You may also wish to run iipsrv as a standalone program. To do this, use the following syntax to bind to a particular port and listen for FCGI (not HTTP) requests. In the following example, iipsrv will bind to port 9000 on the machine's IP address 192.168.0.1:
% iipsrv.fcgi --bind 192.168.0.1:9000
There is additionally a --backlog parameter that is optional and sets the socket backlog value. The backlog value specifies the number of requests can be queued and, therefore, increases the number of concurrent connections that iipsrv can handle and is set to 2048 by default. For example:
% iipsrv.fcgi --bind 192.168.0.1:9000 --backlog 1024
Note that the backlog parameter must be specified after the bind parameter and argument. Note also that this value may be limited by the operating system. On Linux kernels < 2.4.25 and Mac OS X, the backlog limit is hard-coded to 128, so any value above this will be limited to 128 by the OS. If you do provide a backlog value, verify whether the setting /proc/sys/net/core/somaxconn should be updated.
It is also possible to run via the spawn-fcgi program.
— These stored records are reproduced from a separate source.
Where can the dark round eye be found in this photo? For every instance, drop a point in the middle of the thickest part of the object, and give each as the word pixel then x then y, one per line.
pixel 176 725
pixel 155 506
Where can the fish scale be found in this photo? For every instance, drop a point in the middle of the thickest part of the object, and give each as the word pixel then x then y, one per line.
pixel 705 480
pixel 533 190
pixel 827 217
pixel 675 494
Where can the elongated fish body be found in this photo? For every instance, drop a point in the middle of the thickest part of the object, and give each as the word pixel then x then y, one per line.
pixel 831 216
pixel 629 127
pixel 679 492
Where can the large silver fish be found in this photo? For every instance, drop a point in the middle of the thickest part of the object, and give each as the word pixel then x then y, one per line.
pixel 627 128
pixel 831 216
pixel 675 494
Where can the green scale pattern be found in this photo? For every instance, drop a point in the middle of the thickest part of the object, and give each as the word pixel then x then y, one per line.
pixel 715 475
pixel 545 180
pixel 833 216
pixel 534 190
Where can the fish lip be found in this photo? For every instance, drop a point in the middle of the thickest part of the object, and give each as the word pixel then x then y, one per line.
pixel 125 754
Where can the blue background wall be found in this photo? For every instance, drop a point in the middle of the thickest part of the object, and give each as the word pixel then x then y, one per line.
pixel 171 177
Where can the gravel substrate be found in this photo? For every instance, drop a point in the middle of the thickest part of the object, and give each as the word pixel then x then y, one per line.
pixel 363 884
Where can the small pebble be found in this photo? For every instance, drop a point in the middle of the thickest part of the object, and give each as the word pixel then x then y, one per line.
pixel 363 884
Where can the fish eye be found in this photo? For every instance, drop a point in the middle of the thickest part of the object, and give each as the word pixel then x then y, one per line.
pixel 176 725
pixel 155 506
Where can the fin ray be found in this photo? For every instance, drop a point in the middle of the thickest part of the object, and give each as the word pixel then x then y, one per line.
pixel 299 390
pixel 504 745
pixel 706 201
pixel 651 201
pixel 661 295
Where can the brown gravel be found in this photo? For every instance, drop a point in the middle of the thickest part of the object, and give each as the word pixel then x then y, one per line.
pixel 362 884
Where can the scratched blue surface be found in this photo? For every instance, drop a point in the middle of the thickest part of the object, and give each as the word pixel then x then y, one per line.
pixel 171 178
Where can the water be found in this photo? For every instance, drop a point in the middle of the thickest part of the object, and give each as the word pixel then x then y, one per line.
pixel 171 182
Set up any parameters via environment variables and run the command as follows to bind, as in the previous example to port 9000 on IP address 192.168.0.1:
% spawn-fcgi -f src/iipsrv.fcgi -a 192.168.0.1 -p 9000
For use in stand alone or spawn-fcgi mode, you will then need to configure your webserver on the same machine or another to direct FCGI protocol requests to this IP address and port.
For web servers such as Nginx or Java Application Servers such as Tomcat, JBoss or Jetty, which cannot automatically start FCGI processes, iipsrv will need to be started in stand alone mode or via spawn-fcgi.
The IIPImage server supports the Internet Imaging Protocol (IIP) , the Zoomify protocol, the DeepZoom and the International Image Interoperability Framework (IIIF) protocols. Client applications supporting these protocols should be able to use iipsrv as their back-end server. IIP is the most feature rich of the 4 protocols and allows access to the more advanced imaging server features.
The image paths given to the server must be absolute paths on the server machine (eg. via the FIF variable for the IIP protocol: FIF=/images/test.tif) and not paths relative to the web server document root location. If the FILESYSTEM_PREFIX server directive has been set (see OPTIONS above), then this prefix is automatically pre-pended to all requests to generate the absolute image path. Make sure that the server process owner is able to access and read the images.
Note that images do not need to be directly accessible externally by the client via the web server.